2 kwietnia br., około godz. 20.05, policjanci z Ogniwa Patrolowo-Interwencyjnego w Śremie na ulicy Al. Solidarności zauważyli, że peugeotem kieruje znany im mężczyzna, który wcześniej bywał zatrzymywany i w ogóle nie posiadał uprawnień do kierowania. Funkcjonariusze ruszyli więc za tym pojazdem. Kiedy kierujący peugeotem zauważył radiowóz przez podwójną ciągłą zmienił kierunek jazdy.
W tej sytuacji policjanci na ul. Kilińskiego, używając sygnałów świetlnych i dźwiękowych, dali kierującemu sygnał do zatrzymania się. Jednak prowadzący peugeota nie zatrzymał się, tylko znacznie zwiększył prędkość i zaczął uciekać kierując się w stronę Nochowa. Uciekający, kompletnie nieodpowiedzialny mężczyzna popełniał różne wykroczenia drogowe stwarzając duże zagrożenie dla siebie oraz innych uczestników ruchu, zarówno kierujących pojazdami, jak i pieszych. W Nochowie na skrzyżowaniu ul. Śremskiej i Ogrodowej spowodował kolizję z Fordem Focusem, którego kierująca, wykonując manewr skrętu w lewo, zatrzymała się, aby przepuścić inny pojazd.
Po spowodowaniu zdarzenia drogowego, kierujący uszkodzonym peugeotem przejechał jeszcze około 150 metrów i zatrzymał się na lewym pasie ruchu. Policjanci natychmiast zatrzymali uciekiniera. Faktycznie okazał się nim znany śremskiej Policji, wielokrotnie notowany, głównie za kradzieże i włamania, 28-latek, obecnie mieszkaniec powiatu gostyńskiego. W pojeździe znajdowała się również pasażerka, mieszkanka Śremu, której nic się nie stało. Na szczęście obrażeń ciała nie doznały też: kierująca Fordem Focusem oraz jej dwie małoletnie córki, które były w aucie.

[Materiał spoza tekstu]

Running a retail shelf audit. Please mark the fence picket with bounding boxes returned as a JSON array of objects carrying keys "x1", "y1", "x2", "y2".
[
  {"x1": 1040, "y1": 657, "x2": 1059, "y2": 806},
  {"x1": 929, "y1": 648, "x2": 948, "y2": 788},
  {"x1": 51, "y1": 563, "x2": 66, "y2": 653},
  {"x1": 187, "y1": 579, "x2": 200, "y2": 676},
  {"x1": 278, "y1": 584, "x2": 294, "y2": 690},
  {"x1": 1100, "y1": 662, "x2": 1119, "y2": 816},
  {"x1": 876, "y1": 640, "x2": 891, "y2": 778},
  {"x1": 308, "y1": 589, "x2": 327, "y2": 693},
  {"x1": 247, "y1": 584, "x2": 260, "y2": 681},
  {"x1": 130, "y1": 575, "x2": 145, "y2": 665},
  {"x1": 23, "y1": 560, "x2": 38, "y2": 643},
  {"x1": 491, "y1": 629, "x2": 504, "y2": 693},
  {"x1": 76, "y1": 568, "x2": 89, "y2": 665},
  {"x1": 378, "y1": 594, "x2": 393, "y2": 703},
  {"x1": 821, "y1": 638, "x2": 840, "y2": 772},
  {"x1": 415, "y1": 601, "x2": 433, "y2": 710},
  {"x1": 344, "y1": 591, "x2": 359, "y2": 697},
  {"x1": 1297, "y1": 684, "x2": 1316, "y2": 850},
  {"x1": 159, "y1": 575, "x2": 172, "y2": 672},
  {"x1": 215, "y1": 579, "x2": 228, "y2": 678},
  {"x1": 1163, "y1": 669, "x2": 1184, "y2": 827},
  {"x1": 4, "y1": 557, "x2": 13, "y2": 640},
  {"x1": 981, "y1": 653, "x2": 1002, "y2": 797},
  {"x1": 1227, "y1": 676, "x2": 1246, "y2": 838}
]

Zatrzymany 28-latek miał przy sobie kilkanaście gramów metamfetaminy. Po sprawdzeniu w policyjnych systemach okazało się też, iż obecnie ma dwa sądowe zakazy prowadzenia pojazdów. Mężczyzna był trzeźwy, ale została mu pobrana krew do badań, aby sprawdzić czy był pod wpływem narkotyków.
Zatrzymany trafił do policyjnego aresztu. Dziś, prowadzone są dalsze czynności w jego sprawie. Na pewno usłyszy zarzuty w ramach postępowania prowadzonego przez kryminalnych, ale też w związku z popełnieniem kolizji i szeregu wykroczeń w ruchu drogowym.